Using the provided code for gradient descent compute the minimum of f(x). Use the following values for the tolerance parameter: 0.0001, 0.000001, 0.00000001 and for the step size 0.01, 0.05, 0.1. Comment on the accuracy of the calculated minimum as a function of the tolerance parameter, and on the number of iterations as a function of the step size.

```{r}
objective.function = function(x) {
            4*x[1]^2 + 2*x[2]^2 + 4*x[1]*x[2] + 5*x[1] + 2*x[2]
    }


derivative = function(x) {
  c(8*x[1]+4*x[2]+5, 4*x[2]+4*x[1]+2)
}


mystepsize = c(0.01, 0.05, 0.1)
mytol = c(0.0001, 0.000001, 0.00000001)
mystartpoint = c(1,2) 

gradientDesc = function(obj.function, startpoint, 
                        stepsize, conv_threshold, max_iter) {
  
  old.point = startpoint
  gradient = derivative(old.point)
  new.point = c(old.point[1] - stepsize*gradient[1], 
                old.point[2] - stepsize*gradient[2])
  

  old.value.function = obj.function(new.point)
  
  converged = F
  iterations = 0
  
  while(converged == F) {
    ## Implement the gradient descent algorithm
    old.point = new.point
    #print(old.point)
  
    gradient = derivative(old.point)
    new.point = c(old.point[1] - stepsize*gradient[1], 
                  old.point[2] - stepsize*gradient[2])
    
    new.value.function = obj.function(new.point)
    
    
    if(abs(old.value.function - new.value.function) <= conv_threshold) {
      converged = T
    }
    
    data.output = data.frame(iteration = iterations,
                       old.value.function = old.value.function,
                       new.value.function = new.value.function,
                       old.point=old.point, new.point=new.point
                       )
    
    if(exists("iters")) {
      iters <- rbind(iters, data.output)
    } else {
      iters = data.output
    }
    
    iterations = iterations + 1
    old.value.function = new.value.function
    
    if(iterations >= max_iter) break
  }
  return(list(converged = converged, 
              num_iterations = iterations, 
              old.value.function = old.value.function,
              new.value.function = new.value.function,
              coefs = new.point,
              iters = iters))
}


for (i in 1:length(mytol)) {
  for (j in 1:length(mystepsize)) {
    results = gradientDesc(objective.function, mystartpoint, mystepsize[j], mytol[i], 30000)$coefs
    cat('For tolerance =', mytol[i], 'and step size =', mystepsize[j], 'our minimum is at', results, '\n')
  }
}
```

We can see that the difference in tolerance affects the accuracy of our minimum.
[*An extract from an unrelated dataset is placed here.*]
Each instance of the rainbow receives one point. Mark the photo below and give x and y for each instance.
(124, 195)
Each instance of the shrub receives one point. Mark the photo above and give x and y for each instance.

A lower tolerance pushes the minimum to be much closer to the true minimum, likely with a trade-off of computational costs due to more iterations. Moreover, we see that within our tolerance levels, our step size also affects our answer the same way, with smaller step sizes making our answer more accurate. However, when the tolerance is lower, we see a smaller effect of step size and accuracy.